Council Rejects Annexation Petition


The Diamond Star Water Coalition presented the Payson Town Council with three options for resolving the annexation issue last night, but the council opted to reject the annexation petition on legal technicalities.

The annexation process was initiated by a group of Star Valley residents after the town agreed to accept water from a developer who is drilling wells inside their community. Fearing their own wells might run dry, the Diamond Star Water Coalition submitted petitions containing the signatures of 95 residents who live in the Diamond Star Fire District, the area the town is being asked to annex.

During the presentation, coalition spokesman Randy Roberson, told the council that a well "next door" to the developer's well suffered a significant drop in static water level each day during a recent seven-day pumping test -- a total drop of more than 15 feet.

"These wells are definitely communicating because they are both on the same aquifer," Roberson said.

The coalition also included video footage of Public Works Director Buzz Walker promising Star Valley residents that the town would not take their water. Walker was recorded making the remarks before some 400 people at a meeting held by the U.S. Forest Service in the Payson High School auditorium in 2001 on the town's proposal to drill exploratory wells in the Mayfield Canyon area of the Tonto National Forest.

He said, in part:

"I'll tell you why we're not interested in the water in Star Valley and Diamond Point. East of Star Valley and west of Diamond Point there is a great big closed up sanitary landfill.

"The thing you folks have to worry about is leachation of that landfill. That's what's going to put you at peril.

"You also have septic tanks in Star Valley and Diamond Point, and that's all you have for the wastewater disposal from your houses, and you're discharging that right over a shallow level aquifer where you get your water.

"We don't want that. We don't do that in Payson. We can't responsibly build a city on a water supply like that.

"So not only do we not want to harm anybody because we got to live with you, we got to recreate with you, we got to work with you, we don't want (that water). It is a peril."

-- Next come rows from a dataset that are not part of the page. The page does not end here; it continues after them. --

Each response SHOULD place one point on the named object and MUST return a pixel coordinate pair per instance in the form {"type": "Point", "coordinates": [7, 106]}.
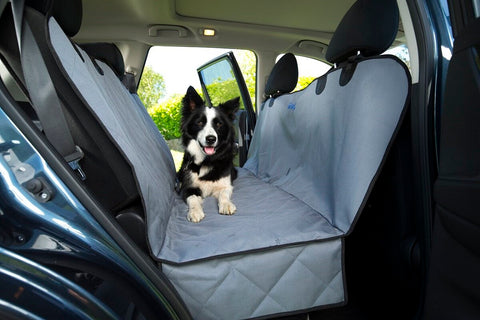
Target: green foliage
{"type": "Point", "coordinates": [248, 65]}
{"type": "Point", "coordinates": [167, 116]}
{"type": "Point", "coordinates": [151, 88]}
{"type": "Point", "coordinates": [221, 91]}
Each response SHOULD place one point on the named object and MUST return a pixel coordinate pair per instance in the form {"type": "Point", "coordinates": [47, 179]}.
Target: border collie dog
{"type": "Point", "coordinates": [207, 168]}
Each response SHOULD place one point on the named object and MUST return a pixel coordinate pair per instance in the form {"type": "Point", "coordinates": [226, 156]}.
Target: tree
{"type": "Point", "coordinates": [151, 88]}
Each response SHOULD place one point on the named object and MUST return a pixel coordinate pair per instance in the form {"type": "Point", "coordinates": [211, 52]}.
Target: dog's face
{"type": "Point", "coordinates": [207, 131]}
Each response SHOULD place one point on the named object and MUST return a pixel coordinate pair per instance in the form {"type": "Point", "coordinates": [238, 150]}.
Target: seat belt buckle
{"type": "Point", "coordinates": [73, 161]}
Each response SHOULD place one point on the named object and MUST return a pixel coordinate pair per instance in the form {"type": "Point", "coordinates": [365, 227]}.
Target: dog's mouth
{"type": "Point", "coordinates": [209, 150]}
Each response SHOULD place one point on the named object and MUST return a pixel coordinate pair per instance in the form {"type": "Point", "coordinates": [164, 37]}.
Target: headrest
{"type": "Point", "coordinates": [108, 53]}
{"type": "Point", "coordinates": [68, 13]}
{"type": "Point", "coordinates": [284, 76]}
{"type": "Point", "coordinates": [369, 26]}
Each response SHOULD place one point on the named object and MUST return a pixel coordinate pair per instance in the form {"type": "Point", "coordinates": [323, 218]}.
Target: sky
{"type": "Point", "coordinates": [178, 66]}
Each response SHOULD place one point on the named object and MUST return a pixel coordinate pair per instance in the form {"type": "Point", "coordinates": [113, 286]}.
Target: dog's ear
{"type": "Point", "coordinates": [191, 100]}
{"type": "Point", "coordinates": [230, 107]}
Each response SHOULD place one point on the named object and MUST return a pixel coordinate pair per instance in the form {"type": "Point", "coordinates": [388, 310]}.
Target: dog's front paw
{"type": "Point", "coordinates": [226, 207]}
{"type": "Point", "coordinates": [195, 215]}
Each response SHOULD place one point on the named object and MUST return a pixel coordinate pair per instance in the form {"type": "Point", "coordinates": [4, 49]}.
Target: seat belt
{"type": "Point", "coordinates": [42, 92]}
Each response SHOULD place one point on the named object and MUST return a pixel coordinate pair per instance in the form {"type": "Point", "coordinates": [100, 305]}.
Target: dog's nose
{"type": "Point", "coordinates": [211, 139]}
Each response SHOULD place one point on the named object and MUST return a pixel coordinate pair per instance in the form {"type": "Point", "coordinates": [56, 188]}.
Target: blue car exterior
{"type": "Point", "coordinates": [48, 223]}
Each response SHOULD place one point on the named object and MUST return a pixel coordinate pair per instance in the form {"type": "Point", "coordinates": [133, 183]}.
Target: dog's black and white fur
{"type": "Point", "coordinates": [207, 168]}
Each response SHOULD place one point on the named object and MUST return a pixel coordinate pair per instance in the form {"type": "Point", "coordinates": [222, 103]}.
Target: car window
{"type": "Point", "coordinates": [308, 70]}
{"type": "Point", "coordinates": [167, 74]}
{"type": "Point", "coordinates": [401, 52]}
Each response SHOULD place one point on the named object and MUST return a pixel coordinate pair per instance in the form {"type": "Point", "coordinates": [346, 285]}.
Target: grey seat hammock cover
{"type": "Point", "coordinates": [312, 162]}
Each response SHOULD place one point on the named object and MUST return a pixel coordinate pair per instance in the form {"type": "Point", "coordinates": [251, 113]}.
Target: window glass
{"type": "Point", "coordinates": [167, 74]}
{"type": "Point", "coordinates": [308, 70]}
{"type": "Point", "coordinates": [401, 52]}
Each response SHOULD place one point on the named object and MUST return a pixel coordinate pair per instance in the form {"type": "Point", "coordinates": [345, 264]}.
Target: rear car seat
{"type": "Point", "coordinates": [296, 201]}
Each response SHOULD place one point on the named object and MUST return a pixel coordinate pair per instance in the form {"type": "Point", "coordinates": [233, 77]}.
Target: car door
{"type": "Point", "coordinates": [454, 272]}
{"type": "Point", "coordinates": [221, 80]}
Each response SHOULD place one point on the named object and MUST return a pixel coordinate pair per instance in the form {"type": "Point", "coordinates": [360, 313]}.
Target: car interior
{"type": "Point", "coordinates": [331, 220]}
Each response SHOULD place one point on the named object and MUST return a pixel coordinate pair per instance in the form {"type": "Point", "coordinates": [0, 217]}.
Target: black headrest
{"type": "Point", "coordinates": [68, 13]}
{"type": "Point", "coordinates": [284, 76]}
{"type": "Point", "coordinates": [108, 53]}
{"type": "Point", "coordinates": [369, 26]}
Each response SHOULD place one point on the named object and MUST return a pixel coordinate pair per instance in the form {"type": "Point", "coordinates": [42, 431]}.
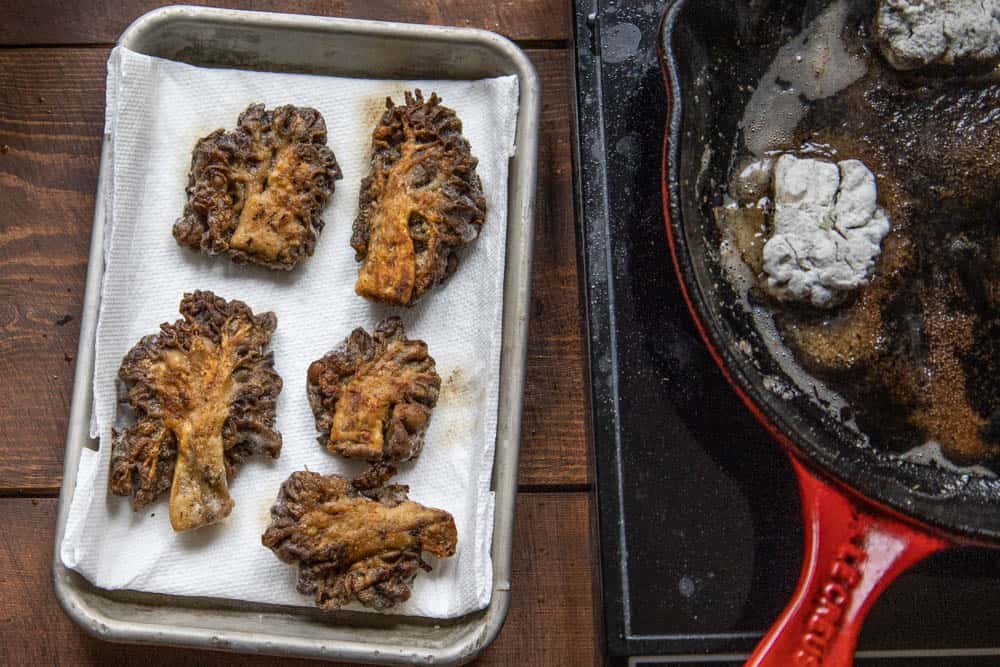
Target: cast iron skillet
{"type": "Point", "coordinates": [868, 514]}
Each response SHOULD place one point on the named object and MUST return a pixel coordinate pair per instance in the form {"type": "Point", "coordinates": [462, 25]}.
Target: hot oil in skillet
{"type": "Point", "coordinates": [917, 353]}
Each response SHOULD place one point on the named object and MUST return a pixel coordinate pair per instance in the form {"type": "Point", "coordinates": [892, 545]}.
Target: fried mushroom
{"type": "Point", "coordinates": [372, 396]}
{"type": "Point", "coordinates": [422, 202]}
{"type": "Point", "coordinates": [351, 544]}
{"type": "Point", "coordinates": [256, 192]}
{"type": "Point", "coordinates": [202, 392]}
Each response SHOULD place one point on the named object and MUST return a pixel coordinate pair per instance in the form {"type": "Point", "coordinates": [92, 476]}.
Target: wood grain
{"type": "Point", "coordinates": [550, 620]}
{"type": "Point", "coordinates": [36, 22]}
{"type": "Point", "coordinates": [51, 120]}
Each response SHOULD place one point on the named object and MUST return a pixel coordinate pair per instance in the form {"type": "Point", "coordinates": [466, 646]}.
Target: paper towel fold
{"type": "Point", "coordinates": [157, 109]}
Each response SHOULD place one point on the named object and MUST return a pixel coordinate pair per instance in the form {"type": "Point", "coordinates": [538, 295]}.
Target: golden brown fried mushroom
{"type": "Point", "coordinates": [372, 396]}
{"type": "Point", "coordinates": [256, 193]}
{"type": "Point", "coordinates": [203, 393]}
{"type": "Point", "coordinates": [422, 202]}
{"type": "Point", "coordinates": [353, 544]}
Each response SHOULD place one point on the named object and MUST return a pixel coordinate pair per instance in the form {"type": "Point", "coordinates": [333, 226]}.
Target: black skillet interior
{"type": "Point", "coordinates": [715, 52]}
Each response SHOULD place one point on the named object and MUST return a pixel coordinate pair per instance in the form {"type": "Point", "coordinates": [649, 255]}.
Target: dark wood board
{"type": "Point", "coordinates": [37, 22]}
{"type": "Point", "coordinates": [550, 620]}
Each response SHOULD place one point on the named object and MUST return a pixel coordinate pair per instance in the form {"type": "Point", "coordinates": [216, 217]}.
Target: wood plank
{"type": "Point", "coordinates": [550, 620]}
{"type": "Point", "coordinates": [51, 120]}
{"type": "Point", "coordinates": [37, 22]}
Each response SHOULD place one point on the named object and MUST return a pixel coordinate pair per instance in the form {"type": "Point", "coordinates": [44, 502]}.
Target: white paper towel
{"type": "Point", "coordinates": [157, 109]}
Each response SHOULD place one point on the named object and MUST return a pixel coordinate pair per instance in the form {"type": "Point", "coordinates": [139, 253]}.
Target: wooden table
{"type": "Point", "coordinates": [52, 71]}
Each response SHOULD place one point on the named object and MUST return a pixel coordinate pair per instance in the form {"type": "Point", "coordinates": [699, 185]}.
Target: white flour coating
{"type": "Point", "coordinates": [914, 33]}
{"type": "Point", "coordinates": [828, 230]}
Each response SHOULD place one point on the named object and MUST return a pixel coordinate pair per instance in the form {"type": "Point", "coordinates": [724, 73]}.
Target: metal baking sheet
{"type": "Point", "coordinates": [336, 47]}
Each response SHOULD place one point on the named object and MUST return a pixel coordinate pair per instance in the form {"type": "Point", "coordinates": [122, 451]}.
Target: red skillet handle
{"type": "Point", "coordinates": [852, 553]}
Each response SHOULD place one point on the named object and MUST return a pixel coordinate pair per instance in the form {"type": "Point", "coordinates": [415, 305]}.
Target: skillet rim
{"type": "Point", "coordinates": [958, 515]}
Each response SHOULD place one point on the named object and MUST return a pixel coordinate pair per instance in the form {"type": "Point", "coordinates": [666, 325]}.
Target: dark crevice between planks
{"type": "Point", "coordinates": [537, 44]}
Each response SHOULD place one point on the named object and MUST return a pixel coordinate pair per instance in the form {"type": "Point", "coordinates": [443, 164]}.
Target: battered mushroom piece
{"type": "Point", "coordinates": [372, 396]}
{"type": "Point", "coordinates": [256, 193]}
{"type": "Point", "coordinates": [422, 202]}
{"type": "Point", "coordinates": [202, 392]}
{"type": "Point", "coordinates": [351, 544]}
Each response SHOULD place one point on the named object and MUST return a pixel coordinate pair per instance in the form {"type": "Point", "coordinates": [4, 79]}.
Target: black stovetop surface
{"type": "Point", "coordinates": [698, 508]}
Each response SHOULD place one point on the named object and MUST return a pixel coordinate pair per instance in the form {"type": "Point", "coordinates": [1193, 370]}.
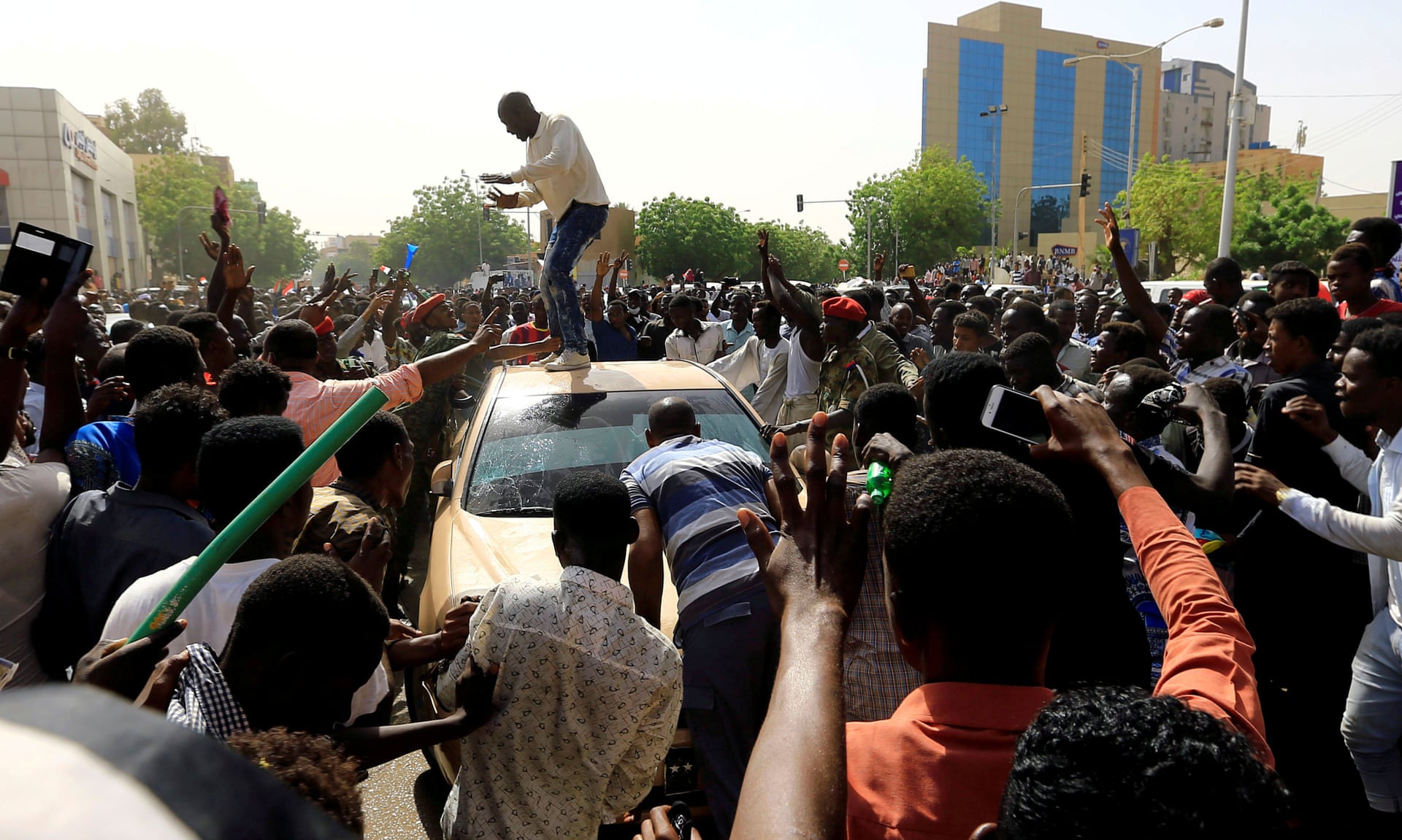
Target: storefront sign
{"type": "Point", "coordinates": [83, 146]}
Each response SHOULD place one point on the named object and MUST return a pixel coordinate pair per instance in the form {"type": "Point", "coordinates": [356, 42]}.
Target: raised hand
{"type": "Point", "coordinates": [821, 555]}
{"type": "Point", "coordinates": [502, 199]}
{"type": "Point", "coordinates": [490, 333]}
{"type": "Point", "coordinates": [234, 275]}
{"type": "Point", "coordinates": [104, 394]}
{"type": "Point", "coordinates": [1112, 228]}
{"type": "Point", "coordinates": [775, 268]}
{"type": "Point", "coordinates": [125, 668]}
{"type": "Point", "coordinates": [1258, 482]}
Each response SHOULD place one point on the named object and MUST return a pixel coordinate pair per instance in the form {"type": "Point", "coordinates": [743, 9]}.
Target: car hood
{"type": "Point", "coordinates": [483, 550]}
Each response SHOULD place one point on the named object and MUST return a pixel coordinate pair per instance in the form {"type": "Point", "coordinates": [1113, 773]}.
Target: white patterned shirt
{"type": "Point", "coordinates": [1219, 368]}
{"type": "Point", "coordinates": [588, 698]}
{"type": "Point", "coordinates": [202, 700]}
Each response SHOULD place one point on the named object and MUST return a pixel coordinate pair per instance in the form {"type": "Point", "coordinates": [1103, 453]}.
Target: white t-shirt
{"type": "Point", "coordinates": [210, 613]}
{"type": "Point", "coordinates": [31, 497]}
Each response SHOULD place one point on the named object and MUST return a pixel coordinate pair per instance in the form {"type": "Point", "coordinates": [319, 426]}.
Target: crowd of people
{"type": "Point", "coordinates": [1178, 616]}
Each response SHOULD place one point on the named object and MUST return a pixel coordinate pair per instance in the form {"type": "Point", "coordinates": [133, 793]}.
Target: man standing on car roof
{"type": "Point", "coordinates": [562, 174]}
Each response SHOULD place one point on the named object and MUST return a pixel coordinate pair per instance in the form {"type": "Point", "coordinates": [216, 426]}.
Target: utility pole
{"type": "Point", "coordinates": [1233, 141]}
{"type": "Point", "coordinates": [1081, 205]}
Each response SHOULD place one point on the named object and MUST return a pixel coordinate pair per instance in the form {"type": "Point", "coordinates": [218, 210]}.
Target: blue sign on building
{"type": "Point", "coordinates": [1129, 237]}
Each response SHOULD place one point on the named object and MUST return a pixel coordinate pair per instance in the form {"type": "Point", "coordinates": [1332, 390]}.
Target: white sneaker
{"type": "Point", "coordinates": [570, 361]}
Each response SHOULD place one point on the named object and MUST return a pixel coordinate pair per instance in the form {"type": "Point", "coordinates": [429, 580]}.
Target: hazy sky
{"type": "Point", "coordinates": [341, 111]}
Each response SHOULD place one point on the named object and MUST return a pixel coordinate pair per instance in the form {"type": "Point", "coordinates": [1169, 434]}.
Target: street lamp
{"type": "Point", "coordinates": [1135, 85]}
{"type": "Point", "coordinates": [993, 163]}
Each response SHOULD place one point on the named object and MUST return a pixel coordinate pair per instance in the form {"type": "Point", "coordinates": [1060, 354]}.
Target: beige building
{"type": "Point", "coordinates": [59, 172]}
{"type": "Point", "coordinates": [1195, 108]}
{"type": "Point", "coordinates": [1001, 55]}
{"type": "Point", "coordinates": [1356, 207]}
{"type": "Point", "coordinates": [1283, 163]}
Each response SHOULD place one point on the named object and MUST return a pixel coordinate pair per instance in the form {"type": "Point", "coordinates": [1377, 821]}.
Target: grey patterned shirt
{"type": "Point", "coordinates": [588, 697]}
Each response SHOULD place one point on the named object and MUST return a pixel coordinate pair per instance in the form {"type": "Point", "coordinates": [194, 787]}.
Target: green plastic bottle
{"type": "Point", "coordinates": [878, 482]}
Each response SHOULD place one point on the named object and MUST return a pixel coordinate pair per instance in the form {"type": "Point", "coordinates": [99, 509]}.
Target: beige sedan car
{"type": "Point", "coordinates": [494, 512]}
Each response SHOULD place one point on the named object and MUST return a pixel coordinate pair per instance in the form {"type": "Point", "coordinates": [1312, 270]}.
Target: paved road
{"type": "Point", "coordinates": [403, 800]}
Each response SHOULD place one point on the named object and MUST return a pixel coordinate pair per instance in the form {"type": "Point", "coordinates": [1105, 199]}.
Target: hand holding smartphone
{"type": "Point", "coordinates": [38, 254]}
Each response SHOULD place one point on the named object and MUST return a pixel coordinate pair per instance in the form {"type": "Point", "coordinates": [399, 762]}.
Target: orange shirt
{"type": "Point", "coordinates": [315, 404]}
{"type": "Point", "coordinates": [938, 766]}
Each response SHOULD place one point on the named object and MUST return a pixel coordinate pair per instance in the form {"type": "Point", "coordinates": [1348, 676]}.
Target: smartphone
{"type": "Point", "coordinates": [1016, 414]}
{"type": "Point", "coordinates": [222, 205]}
{"type": "Point", "coordinates": [38, 254]}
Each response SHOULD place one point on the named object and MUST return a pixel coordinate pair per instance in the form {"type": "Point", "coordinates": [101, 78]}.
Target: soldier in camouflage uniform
{"type": "Point", "coordinates": [847, 371]}
{"type": "Point", "coordinates": [432, 425]}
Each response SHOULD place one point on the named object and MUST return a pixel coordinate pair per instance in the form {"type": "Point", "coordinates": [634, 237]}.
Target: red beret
{"type": "Point", "coordinates": [846, 309]}
{"type": "Point", "coordinates": [424, 309]}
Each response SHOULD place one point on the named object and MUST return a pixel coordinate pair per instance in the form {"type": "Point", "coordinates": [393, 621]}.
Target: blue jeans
{"type": "Point", "coordinates": [1373, 715]}
{"type": "Point", "coordinates": [577, 229]}
{"type": "Point", "coordinates": [728, 671]}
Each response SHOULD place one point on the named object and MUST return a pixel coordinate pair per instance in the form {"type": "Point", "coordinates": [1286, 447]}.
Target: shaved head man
{"type": "Point", "coordinates": [561, 173]}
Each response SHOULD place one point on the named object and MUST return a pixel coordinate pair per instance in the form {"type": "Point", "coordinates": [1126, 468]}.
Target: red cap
{"type": "Point", "coordinates": [846, 309]}
{"type": "Point", "coordinates": [424, 309]}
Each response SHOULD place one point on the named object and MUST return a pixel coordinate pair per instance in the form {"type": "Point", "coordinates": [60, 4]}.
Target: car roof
{"type": "Point", "coordinates": [519, 380]}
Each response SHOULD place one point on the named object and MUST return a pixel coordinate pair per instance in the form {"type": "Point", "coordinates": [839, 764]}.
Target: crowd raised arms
{"type": "Point", "coordinates": [1022, 560]}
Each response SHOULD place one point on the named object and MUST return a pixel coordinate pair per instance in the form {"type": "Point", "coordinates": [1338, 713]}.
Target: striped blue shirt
{"type": "Point", "coordinates": [696, 487]}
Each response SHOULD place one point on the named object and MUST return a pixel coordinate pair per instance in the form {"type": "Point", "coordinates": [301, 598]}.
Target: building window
{"type": "Point", "coordinates": [1115, 131]}
{"type": "Point", "coordinates": [1053, 143]}
{"type": "Point", "coordinates": [981, 85]}
{"type": "Point", "coordinates": [4, 217]}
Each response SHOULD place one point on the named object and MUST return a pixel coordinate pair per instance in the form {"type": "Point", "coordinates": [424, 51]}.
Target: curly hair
{"type": "Point", "coordinates": [1111, 760]}
{"type": "Point", "coordinates": [310, 765]}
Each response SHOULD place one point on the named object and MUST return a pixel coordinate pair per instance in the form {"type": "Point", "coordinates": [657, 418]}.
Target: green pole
{"type": "Point", "coordinates": [237, 532]}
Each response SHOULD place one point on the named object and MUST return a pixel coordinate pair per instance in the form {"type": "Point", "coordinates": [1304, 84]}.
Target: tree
{"type": "Point", "coordinates": [445, 223]}
{"type": "Point", "coordinates": [681, 233]}
{"type": "Point", "coordinates": [805, 251]}
{"type": "Point", "coordinates": [278, 247]}
{"type": "Point", "coordinates": [1290, 226]}
{"type": "Point", "coordinates": [356, 257]}
{"type": "Point", "coordinates": [937, 204]}
{"type": "Point", "coordinates": [1178, 208]}
{"type": "Point", "coordinates": [150, 126]}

Walker later responded that the town would be drawing water from a deeper aquifer that would not be affected by contaminants.

The three "solutions" offered by the coalition include:

  • Annexation.

(This solution, Roberson told the council, would increase Payson's tax base, but would involve significant costs for such services as road maintenance, emergency medical and fire protection, police protection, courts, parks and recreation, and "possible water contamination remediation.")

  • Just say, "We will not take water from our neighbor."

(Roberson called on the council to pass a resolution ensuring that the town "will not have a negative impact on any area resident's water supply." He also noted that Blue Ridge water gives the town some flexibility in dealing with developers.)

  • Deny annexation.

(Calling it the "ideal solution," Roberson told the council that Arizona law requires the town to deny annexation before the Diamond Star area can incorporate, and that once incorporated "they can vote to close the doors to water projects such as this.")

In the end the council rejected the advice of Town Manager Fred Carpenter who recommended a preliminary analysis of the annexation request. The council also talked down a motion by Councilor Dick Reese to conduct the analysis in a spirit of partnership and include the benefits to the Diamond Star area as well as the town. Carpenter also suggested the analysis include incorporation advantages and disadvantages.

The council based its decision to reject the petition on a need for a consensus from Star Valley residents. Roberson told the council, and a coalition leader confirmed this morning, that a new petition will be circulated and submitted to the council as soon as possible.